The brilliance of a file-based task queue lies in its simplicity and dependability. Here’s a quick guide on how to set it up:
- Create a Task File: This file lists all the tasks to be processed, one per line, like a to-do list.
- Process with GNU Parallel: Run GNU Parallel, directing it to your task file. It picks up each task and executes it.
- Logging Progress: GNU Parallel keeps a progress log. If the process halts, you can resume it, and Parallel will continue from where it stopped, skipping completed tasks.
- Easy Resumption: This setup ensures that interruptions don’t require starting from scratch.

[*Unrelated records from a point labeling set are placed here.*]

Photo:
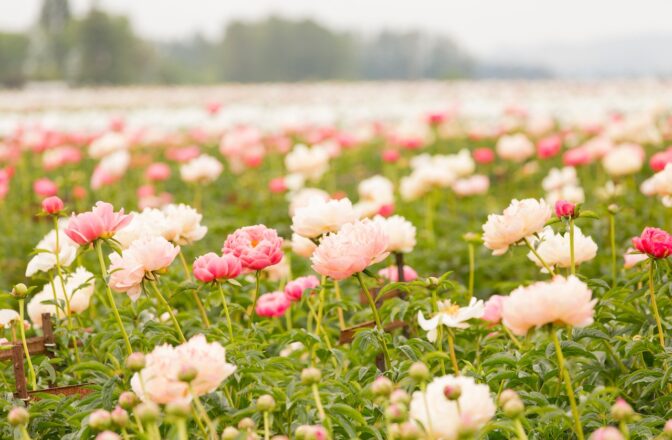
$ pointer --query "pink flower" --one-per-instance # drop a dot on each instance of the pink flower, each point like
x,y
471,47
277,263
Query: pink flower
x,y
654,242
257,246
493,309
392,273
483,155
158,172
295,288
100,222
211,267
563,208
45,187
271,305
52,205
351,250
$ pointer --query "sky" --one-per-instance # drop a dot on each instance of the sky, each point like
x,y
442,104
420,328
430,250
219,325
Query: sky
x,y
482,26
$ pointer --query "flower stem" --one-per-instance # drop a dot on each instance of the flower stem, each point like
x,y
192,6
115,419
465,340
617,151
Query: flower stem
x,y
110,297
654,306
22,332
568,385
169,309
376,317
226,311
541,260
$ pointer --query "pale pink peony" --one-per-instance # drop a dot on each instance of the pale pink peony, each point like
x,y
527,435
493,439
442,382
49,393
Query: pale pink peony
x,y
351,250
257,246
295,288
561,300
211,267
272,304
100,222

Simply run the command, and it continues processing the remaining tasks.
Create a tasks file
echo "task1\ntask2\ntask3" > tasks.txt
Process with GNU Parallel
parallel --joblog progress.log < tasks.txt
An example of web scraping using a combination of tools like jq, GNU Parallel, and a file-based queue and utilising the DummyJSON website (chatGPT). Keep in mind that you can also use these tools individually for different purposes.
#!/bin/bash
Create a task file with URLs
echo "https://dummyjson.com/products/1" > tasks.txt
echo "https://dummyjson.com/products/2" >> tasks.txt
echo "https://dummyjson.com/products/3" >> tasks.txt
echo "https://dummyjson.com/products/4" >> tasks.txt
echo "https://dummyjson.com/products/5" >> tasks.txt
Create a queue file to store failed tasks
touch queue.txt
Create a CSV file with headers
echo "id,title,description,price,discountPercentage,rating,stock,brand,category" > output.csv
Function to process a task and append to CSV
function process_task() {
local url="$1"
# Download JSON response and convert to CSV
local csv_data
csv_data=$(curl -s "$url" | jq -r '.id, .title, .description, .price, .discountPercentage, .rating, .stock, .brand, .category' | tr '\n' ',')
# Check HTTP status code
local http_status
http_status=$(curl -s -o /dev/null -w "%{http_code}" "$url")
if [ "$http_status" -eq 200 ]; then
# Append CSV data to output.csv
echo "$csv_data" >> output.csv
# Remove the processed task from tasks.txt
grep -v "$url" tasks.txt > tasks_tmp.txt
mv tasks_tmp.txt tasks.txt
else
echo "Failed: $url (HTTP Status: $http_status)"
# Append the failed task to the queue file for retry
echo "$url" >> queue.txt
fi
}
Export the function so it can be used with parallel
export -f process_task
Process tasks with GNU Parallel
cat tasks.txt | parallel -j10 process_task
Clean up JSON files
rm -f *.json
Verify that tasks.txt and queue.txt are empty
if [ ! -s tasks.txt ]; then
rm tasks.txt
fi
if [ ! -s queue.txt ]; then
rm queue.txt
fi
echo "Processing completed."
I’m pondering whether to write about how I turned a stock prediction challenge into a machine learning adventure or perhaps dive into the showdown between Java virtual threads and Spring WebFlux. Well, that’s the plan for now. Until then, jai ram ji ki.